Why doesn't the KV cache include Q (queries)?

Queries are only needed for the current token's attention computation. Each new token needs to attend to all previous tokens (using their K, V), but previous tokens don't need the new token's query. Caching Q would provide no benefit since it's only used once.

How much memory does the KV cache typically use?

For LLaMA-7B with 2K context: ~1GB. For 70B with 8K context: ~21GB. The formula is 2 × layers × heads × head_dim × seq_len × 2 bytes (FP16). For long contexts, KV cache often exceeds model weight memory.

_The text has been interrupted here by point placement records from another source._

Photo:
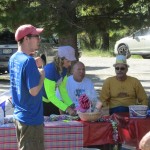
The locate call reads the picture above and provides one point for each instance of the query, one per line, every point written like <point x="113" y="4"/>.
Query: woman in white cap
<point x="55" y="76"/>
<point x="120" y="91"/>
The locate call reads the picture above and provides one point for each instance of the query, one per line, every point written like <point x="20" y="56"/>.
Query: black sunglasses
<point x="120" y="68"/>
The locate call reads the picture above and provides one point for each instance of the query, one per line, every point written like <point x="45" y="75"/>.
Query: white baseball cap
<point x="67" y="51"/>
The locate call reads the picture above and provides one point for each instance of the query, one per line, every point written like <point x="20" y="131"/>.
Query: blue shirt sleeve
<point x="32" y="73"/>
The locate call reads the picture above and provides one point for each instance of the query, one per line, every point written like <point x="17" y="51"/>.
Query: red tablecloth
<point x="58" y="135"/>
<point x="78" y="134"/>
<point x="97" y="133"/>
<point x="130" y="131"/>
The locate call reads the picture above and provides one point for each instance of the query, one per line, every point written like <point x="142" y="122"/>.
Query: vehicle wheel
<point x="123" y="50"/>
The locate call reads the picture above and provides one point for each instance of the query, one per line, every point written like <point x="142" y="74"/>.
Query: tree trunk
<point x="70" y="39"/>
<point x="105" y="41"/>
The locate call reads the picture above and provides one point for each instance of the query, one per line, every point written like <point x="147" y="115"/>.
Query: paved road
<point x="99" y="68"/>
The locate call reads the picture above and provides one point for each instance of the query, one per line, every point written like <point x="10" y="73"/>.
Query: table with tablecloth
<point x="130" y="130"/>
<point x="58" y="135"/>
<point x="77" y="134"/>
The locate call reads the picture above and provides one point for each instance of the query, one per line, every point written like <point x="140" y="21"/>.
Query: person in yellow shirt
<point x="120" y="91"/>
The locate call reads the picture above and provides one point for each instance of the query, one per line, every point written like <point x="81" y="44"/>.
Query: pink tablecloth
<point x="58" y="135"/>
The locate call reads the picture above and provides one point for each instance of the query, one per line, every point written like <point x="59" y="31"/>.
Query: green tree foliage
<point x="95" y="19"/>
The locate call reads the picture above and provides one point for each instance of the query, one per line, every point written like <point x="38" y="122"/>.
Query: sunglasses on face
<point x="120" y="68"/>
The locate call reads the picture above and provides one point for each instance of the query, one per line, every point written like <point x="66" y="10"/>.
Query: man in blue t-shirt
<point x="26" y="82"/>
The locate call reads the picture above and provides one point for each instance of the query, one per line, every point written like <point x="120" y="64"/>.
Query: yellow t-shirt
<point x="123" y="93"/>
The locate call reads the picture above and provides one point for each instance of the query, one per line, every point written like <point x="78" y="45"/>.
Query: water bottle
<point x="1" y="116"/>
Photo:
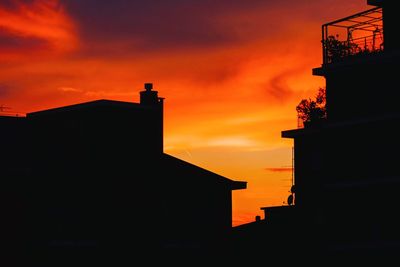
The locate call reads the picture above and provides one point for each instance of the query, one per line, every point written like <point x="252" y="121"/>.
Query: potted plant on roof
<point x="313" y="112"/>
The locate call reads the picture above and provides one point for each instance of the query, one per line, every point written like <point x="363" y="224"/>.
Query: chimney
<point x="154" y="118"/>
<point x="150" y="97"/>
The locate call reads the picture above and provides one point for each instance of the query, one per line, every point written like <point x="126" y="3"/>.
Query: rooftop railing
<point x="358" y="34"/>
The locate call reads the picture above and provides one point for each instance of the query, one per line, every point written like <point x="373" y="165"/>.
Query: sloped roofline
<point x="234" y="185"/>
<point x="90" y="104"/>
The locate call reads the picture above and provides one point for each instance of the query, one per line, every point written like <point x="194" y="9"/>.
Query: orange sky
<point x="232" y="73"/>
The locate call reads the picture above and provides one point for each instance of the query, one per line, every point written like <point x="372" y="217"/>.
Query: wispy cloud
<point x="279" y="169"/>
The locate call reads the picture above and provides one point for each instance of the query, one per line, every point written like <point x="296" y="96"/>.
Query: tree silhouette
<point x="313" y="110"/>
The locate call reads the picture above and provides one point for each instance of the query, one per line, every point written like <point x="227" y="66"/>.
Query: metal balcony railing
<point x="358" y="34"/>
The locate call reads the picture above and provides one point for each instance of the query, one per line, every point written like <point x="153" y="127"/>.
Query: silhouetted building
<point x="92" y="179"/>
<point x="346" y="178"/>
<point x="346" y="167"/>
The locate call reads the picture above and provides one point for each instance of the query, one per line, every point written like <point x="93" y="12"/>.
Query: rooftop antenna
<point x="292" y="188"/>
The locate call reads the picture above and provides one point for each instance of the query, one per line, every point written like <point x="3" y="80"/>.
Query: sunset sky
<point x="232" y="73"/>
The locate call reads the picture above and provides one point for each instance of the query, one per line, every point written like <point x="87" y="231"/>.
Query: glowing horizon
<point x="232" y="74"/>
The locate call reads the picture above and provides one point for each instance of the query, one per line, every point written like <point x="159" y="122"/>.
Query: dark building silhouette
<point x="91" y="182"/>
<point x="346" y="178"/>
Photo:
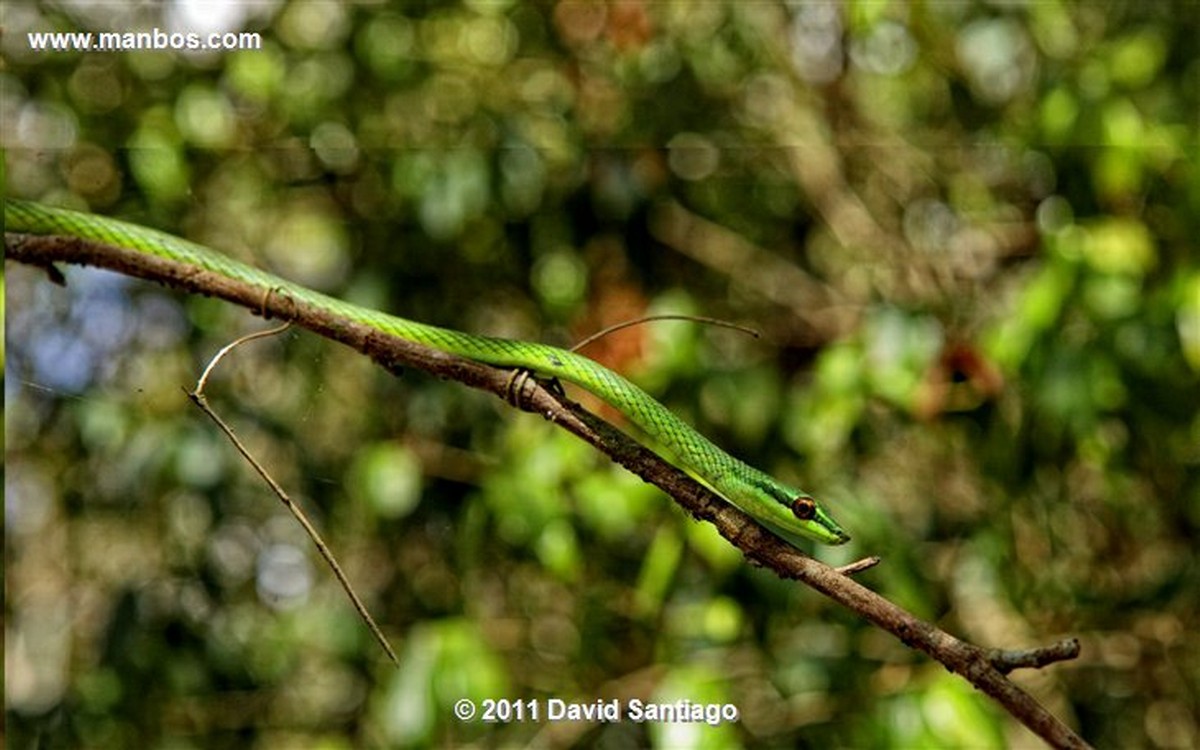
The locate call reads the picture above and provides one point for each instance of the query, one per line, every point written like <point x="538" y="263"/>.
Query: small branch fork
<point x="985" y="669"/>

What's the difference between MQA and GQA?

Multi-Query Attention (MQA) uses a single K, V for all attention heads—maximum memory savings but some quality loss. Grouped-Query Attention (GQA) uses multiple K, V groups (e.g., 8 for 64 heads), balancing memory savings with quality. GQA is preferred for large models like LLaMA-2 70B.

When should I use paged attention?

Use paged attention (via vLLM) when serving multiple concurrent requests with variable lengths. It dramatically improves memory utilization (20% → 90%) and throughput. For single-sequence inference or fixed-length batches, standard contiguous cache is fine.

KV Cache Explained: How Transformers Accelerate Autoregressive Generation

The KV cache is a fundamental optimization that makes large language model inference practical. Without it, generating each token would require recomputing attention over the entire sequence. This guide explains exactly how it works and how to optimize it.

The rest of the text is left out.